Une poésie pleine d’énergie et de grandeur

Elisabeth Leonskaja n’a pas jeté un œil sur son public : franchissant d’un pas ininterrompu le grand espace vide de la scène qui la séparait de son Steinway, elle s’est jetée avec une étourdissante subtilité sur ces trois sonates, les seules qu’ait écrites Brahms pour le piano. C’est l’œuvre d’un jeune compositeur âgé d’à peine dix-neuf ans, qui exprime, dans le creuset de la sonate, toute la palette des émotions humaines. L’ampleur de la masse sonore, l’humeur changeante, parfois claudicante des mélodies, les saccades d’octaves et d’accords, la puissance quasi orchestrale du jeu en rendaient l’interprétation tout particulièrement ardue.

Pour traduire du bout de ses dix doigts ces états d’âme romantiques, la pianiste, douée d’une profonde intelligence de la partition, n’a passé sous silence aucune des riches couleurs qui la composent : au gré des arabesques de nuances, fantaisie, fougue, mélancolie, vigueur, énergie, tristesse se sont mêlés dans le flux inexorable des idées musicales. C’était un kaléidoscope d’harmonies tantôt caressantes, douces et douloureuses, tantôt martiales, inquiétantes ou assurées, dont Elisabeth Leonskaja a su rendre toute la grandeur objective.

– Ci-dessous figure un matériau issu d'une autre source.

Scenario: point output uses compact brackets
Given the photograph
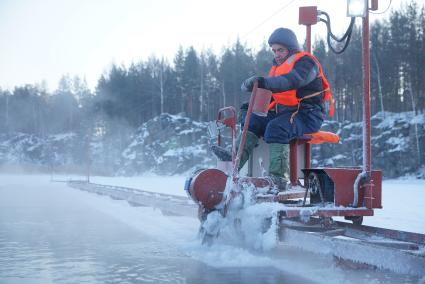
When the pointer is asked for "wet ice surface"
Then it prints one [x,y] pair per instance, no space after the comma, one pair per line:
[50,233]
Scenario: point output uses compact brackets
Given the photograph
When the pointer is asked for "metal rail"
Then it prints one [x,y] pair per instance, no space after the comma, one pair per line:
[398,251]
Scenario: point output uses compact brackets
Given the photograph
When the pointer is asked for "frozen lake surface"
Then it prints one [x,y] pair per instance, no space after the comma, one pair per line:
[50,233]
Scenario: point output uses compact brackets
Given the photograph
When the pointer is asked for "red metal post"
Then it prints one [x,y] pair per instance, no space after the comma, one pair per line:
[244,131]
[307,17]
[293,163]
[307,152]
[366,112]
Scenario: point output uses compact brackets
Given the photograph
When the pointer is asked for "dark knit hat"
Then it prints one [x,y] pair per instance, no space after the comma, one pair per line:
[285,37]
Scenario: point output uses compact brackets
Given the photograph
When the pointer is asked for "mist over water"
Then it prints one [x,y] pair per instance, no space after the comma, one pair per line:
[53,234]
[50,233]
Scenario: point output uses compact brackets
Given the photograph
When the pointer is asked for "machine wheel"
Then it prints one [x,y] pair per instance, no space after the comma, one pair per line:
[357,220]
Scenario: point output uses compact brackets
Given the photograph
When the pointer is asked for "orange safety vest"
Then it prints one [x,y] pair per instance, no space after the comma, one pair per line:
[289,98]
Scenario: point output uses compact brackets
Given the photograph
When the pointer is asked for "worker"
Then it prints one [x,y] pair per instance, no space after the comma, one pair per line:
[299,89]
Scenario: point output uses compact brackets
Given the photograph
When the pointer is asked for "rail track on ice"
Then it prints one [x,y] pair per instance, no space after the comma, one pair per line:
[394,250]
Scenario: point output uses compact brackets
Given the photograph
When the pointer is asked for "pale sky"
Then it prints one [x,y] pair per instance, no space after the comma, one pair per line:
[44,39]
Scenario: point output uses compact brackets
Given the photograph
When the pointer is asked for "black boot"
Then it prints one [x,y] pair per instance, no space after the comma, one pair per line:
[280,183]
[221,153]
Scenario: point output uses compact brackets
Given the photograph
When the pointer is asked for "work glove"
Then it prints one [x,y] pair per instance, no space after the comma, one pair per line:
[248,84]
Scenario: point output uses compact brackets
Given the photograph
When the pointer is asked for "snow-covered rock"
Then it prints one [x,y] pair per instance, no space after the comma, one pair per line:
[174,144]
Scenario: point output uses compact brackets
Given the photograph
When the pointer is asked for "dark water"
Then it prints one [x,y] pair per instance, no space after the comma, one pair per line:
[48,235]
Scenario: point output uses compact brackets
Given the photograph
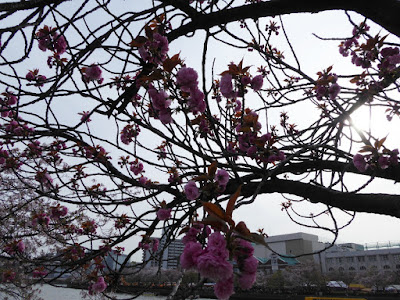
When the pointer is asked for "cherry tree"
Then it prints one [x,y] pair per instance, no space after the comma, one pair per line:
[111,134]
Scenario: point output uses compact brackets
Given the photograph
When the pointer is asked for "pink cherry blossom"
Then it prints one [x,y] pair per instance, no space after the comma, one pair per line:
[154,245]
[257,82]
[360,163]
[226,87]
[333,91]
[196,101]
[136,167]
[191,191]
[223,289]
[92,73]
[98,287]
[222,177]
[383,162]
[190,255]
[186,78]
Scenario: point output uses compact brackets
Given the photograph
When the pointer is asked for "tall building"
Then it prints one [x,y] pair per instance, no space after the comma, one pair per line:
[347,257]
[170,255]
[290,245]
[358,259]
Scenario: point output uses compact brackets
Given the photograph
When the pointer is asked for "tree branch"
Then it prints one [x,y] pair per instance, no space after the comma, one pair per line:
[385,204]
[384,14]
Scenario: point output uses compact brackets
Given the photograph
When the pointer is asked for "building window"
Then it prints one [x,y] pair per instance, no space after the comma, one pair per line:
[384,257]
[361,258]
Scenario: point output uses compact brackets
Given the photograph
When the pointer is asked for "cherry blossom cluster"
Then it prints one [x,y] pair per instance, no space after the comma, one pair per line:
[129,132]
[49,39]
[163,212]
[98,287]
[251,143]
[377,160]
[136,167]
[370,54]
[155,49]
[186,79]
[92,73]
[214,261]
[122,221]
[14,247]
[34,76]
[6,102]
[160,104]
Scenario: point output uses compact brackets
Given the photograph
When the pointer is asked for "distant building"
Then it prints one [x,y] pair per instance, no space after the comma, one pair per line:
[347,257]
[170,256]
[113,261]
[275,263]
[344,259]
[290,245]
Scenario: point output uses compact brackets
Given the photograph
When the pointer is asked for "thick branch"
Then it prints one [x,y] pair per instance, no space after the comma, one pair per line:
[385,13]
[385,204]
[22,5]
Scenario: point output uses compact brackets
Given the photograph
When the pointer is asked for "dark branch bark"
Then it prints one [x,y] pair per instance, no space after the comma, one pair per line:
[385,13]
[23,5]
[385,204]
[392,173]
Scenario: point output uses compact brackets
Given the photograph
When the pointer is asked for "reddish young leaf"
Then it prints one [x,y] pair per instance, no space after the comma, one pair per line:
[212,169]
[138,42]
[170,63]
[232,200]
[214,209]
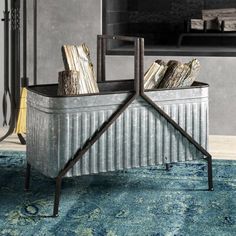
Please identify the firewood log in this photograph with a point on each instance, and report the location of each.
(211, 14)
(68, 83)
(77, 58)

Brahms, le piano-orchestre et la fragmentation permanente

La difficulté d’interprétation de ces sonates vient sans doute de ce qu’elles semblent toujours inachevées et claudicantes : derrière la formidable amplitude que découvre la partition, engageant toutes les octaves du piano, les thèmes et les lignes mélodiques sont sans cesse altérés par une série de ruptures et de contrastes, qui peuvent surprendre l’auditeur.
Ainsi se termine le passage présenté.